Both gasoline engines and diesel engines have their advantages over the other when it comes to certain applications. However, they both also suffer from drawbacks that some people find too difficult to live with. This may all change though, as a new gasoline-diesel mixture is being researched and tested that promises to bring the best of both worlds into the hands of the consumer.
The New Mixture Could Bring Fuel Prices Down
The project is being led by Rolf Reitz from the University of Wisconsin-Madison where he and team of engine researchers are developing the new technology. So far, the testing has yielded diesel like performance without the usual pollutants, as well as a 20% jump in fuel efficiency.
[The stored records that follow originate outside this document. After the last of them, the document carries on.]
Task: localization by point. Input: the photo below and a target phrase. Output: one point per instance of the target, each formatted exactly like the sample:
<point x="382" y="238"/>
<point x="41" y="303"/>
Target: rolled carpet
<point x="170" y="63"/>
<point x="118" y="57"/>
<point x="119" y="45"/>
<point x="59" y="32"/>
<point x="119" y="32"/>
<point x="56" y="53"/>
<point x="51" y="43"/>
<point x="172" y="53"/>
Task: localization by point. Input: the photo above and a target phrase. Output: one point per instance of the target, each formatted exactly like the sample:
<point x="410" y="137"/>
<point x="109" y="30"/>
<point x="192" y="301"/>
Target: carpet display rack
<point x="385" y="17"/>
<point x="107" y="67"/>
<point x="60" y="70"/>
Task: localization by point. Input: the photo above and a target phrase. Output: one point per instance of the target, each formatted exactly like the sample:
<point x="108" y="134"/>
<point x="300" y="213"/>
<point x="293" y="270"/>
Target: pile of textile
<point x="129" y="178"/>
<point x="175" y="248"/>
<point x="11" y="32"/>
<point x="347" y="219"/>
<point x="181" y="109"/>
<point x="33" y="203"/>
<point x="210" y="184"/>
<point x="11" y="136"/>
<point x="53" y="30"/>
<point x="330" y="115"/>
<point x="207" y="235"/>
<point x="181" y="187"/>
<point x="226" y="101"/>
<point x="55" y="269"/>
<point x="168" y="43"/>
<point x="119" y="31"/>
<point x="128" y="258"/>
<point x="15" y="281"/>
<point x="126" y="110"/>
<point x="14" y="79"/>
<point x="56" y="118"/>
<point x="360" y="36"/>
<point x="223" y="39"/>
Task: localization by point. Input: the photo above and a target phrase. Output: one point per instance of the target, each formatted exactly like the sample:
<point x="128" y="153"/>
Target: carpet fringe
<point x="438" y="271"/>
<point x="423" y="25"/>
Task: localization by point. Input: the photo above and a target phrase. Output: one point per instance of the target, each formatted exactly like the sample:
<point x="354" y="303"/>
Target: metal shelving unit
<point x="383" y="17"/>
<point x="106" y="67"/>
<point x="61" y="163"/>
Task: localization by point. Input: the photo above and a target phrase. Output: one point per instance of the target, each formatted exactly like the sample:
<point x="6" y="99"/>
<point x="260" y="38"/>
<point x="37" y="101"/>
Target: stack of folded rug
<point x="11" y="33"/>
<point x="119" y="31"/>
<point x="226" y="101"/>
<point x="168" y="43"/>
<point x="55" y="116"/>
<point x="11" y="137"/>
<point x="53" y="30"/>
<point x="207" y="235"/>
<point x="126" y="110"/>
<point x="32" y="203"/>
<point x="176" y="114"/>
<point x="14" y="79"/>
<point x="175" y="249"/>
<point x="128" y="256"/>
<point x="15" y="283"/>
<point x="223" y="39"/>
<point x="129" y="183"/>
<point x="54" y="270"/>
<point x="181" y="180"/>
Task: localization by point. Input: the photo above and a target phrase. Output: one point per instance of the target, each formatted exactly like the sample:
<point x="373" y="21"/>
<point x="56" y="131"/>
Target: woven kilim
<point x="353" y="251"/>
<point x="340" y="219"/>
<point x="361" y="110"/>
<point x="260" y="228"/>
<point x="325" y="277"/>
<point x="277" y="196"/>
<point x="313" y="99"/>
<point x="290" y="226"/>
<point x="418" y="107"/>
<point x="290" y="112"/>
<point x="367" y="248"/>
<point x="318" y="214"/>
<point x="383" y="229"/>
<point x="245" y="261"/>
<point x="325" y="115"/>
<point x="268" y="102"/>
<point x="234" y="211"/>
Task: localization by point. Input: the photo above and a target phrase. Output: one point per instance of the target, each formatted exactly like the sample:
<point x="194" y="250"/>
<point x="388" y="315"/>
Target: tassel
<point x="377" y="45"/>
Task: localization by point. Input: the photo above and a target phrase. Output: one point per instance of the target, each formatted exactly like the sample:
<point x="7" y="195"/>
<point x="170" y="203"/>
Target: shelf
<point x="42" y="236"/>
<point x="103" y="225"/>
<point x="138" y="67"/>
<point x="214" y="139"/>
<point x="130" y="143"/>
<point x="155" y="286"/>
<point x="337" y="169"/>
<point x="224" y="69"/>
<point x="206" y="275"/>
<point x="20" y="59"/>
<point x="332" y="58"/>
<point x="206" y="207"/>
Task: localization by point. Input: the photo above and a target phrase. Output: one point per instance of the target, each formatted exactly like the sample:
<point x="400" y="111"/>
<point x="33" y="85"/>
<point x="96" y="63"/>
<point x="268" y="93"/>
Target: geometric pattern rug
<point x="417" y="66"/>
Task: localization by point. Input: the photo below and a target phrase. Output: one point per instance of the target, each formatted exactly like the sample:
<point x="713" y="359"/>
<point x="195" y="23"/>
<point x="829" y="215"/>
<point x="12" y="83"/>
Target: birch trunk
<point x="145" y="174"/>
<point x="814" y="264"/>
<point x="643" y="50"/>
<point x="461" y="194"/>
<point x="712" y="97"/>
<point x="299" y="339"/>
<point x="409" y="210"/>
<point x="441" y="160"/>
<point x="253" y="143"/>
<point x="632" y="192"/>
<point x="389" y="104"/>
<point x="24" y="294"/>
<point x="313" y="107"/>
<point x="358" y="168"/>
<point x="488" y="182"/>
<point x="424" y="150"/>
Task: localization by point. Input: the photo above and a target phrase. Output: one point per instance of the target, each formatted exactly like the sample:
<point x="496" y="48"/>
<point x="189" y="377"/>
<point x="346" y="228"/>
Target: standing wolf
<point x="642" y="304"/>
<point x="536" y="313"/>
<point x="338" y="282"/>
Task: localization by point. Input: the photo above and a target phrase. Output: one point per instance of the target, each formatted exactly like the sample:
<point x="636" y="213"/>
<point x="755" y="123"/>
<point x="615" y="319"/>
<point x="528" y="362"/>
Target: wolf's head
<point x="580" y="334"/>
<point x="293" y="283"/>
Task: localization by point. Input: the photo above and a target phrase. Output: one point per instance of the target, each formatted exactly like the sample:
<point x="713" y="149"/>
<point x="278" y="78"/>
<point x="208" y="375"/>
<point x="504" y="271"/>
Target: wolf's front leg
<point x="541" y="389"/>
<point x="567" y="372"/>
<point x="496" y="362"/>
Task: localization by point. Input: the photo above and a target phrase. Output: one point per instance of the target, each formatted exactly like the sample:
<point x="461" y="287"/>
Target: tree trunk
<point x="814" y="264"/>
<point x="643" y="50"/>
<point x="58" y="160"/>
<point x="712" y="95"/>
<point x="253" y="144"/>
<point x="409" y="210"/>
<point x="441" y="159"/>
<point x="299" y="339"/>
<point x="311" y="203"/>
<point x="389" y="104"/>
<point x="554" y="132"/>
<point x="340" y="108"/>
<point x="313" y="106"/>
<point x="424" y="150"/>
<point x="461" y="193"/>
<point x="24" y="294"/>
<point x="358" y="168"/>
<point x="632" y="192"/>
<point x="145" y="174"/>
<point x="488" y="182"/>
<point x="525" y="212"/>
The new fuel injection technology has been named "Fast response fuel blending" and, according to the designer, uses the real time driving condition data to produce an optimal fuel mixture to meet the needs of the driver. For example, when driving under heavy loads the mixture might rest at about 85% gasoline and 15% diesel. While cruising on a fairly flat stretch of road, the percentages of gasoline and diesel would be closer to 50-50.
Under normal circumstances, such a mixture would require a massive ignition source to facilitate combustion. However, using the exact ratio actually provides just enough diesel to act as a massive spark plug for the gasoline. According to Reitz:
"You can think of the diesel spray as a collection of liquid spark plugs, essentially, that ignite the gasoline. The new strategy changes the fuel properties by blending the two fuels within the combustion chamber to precisely control the combustion process, based on when and how much diesel fuel is injected."
The most impressive feature of the new engine is the combustion temperature. In traditional internal combustion engines, a large portion of the energy being produced is wasted. This comes from either being transmitted to the block in the form or heat, or being blasted out the exhaust in the same manner. The new fuel mixture actually decreases the operating temperature of the engine, by as much as 40% in some cases. This means less wasted energy from the reaction and more power getting to the ground.
More testing is being conducted and a second prototype will likely be assembled within a few months.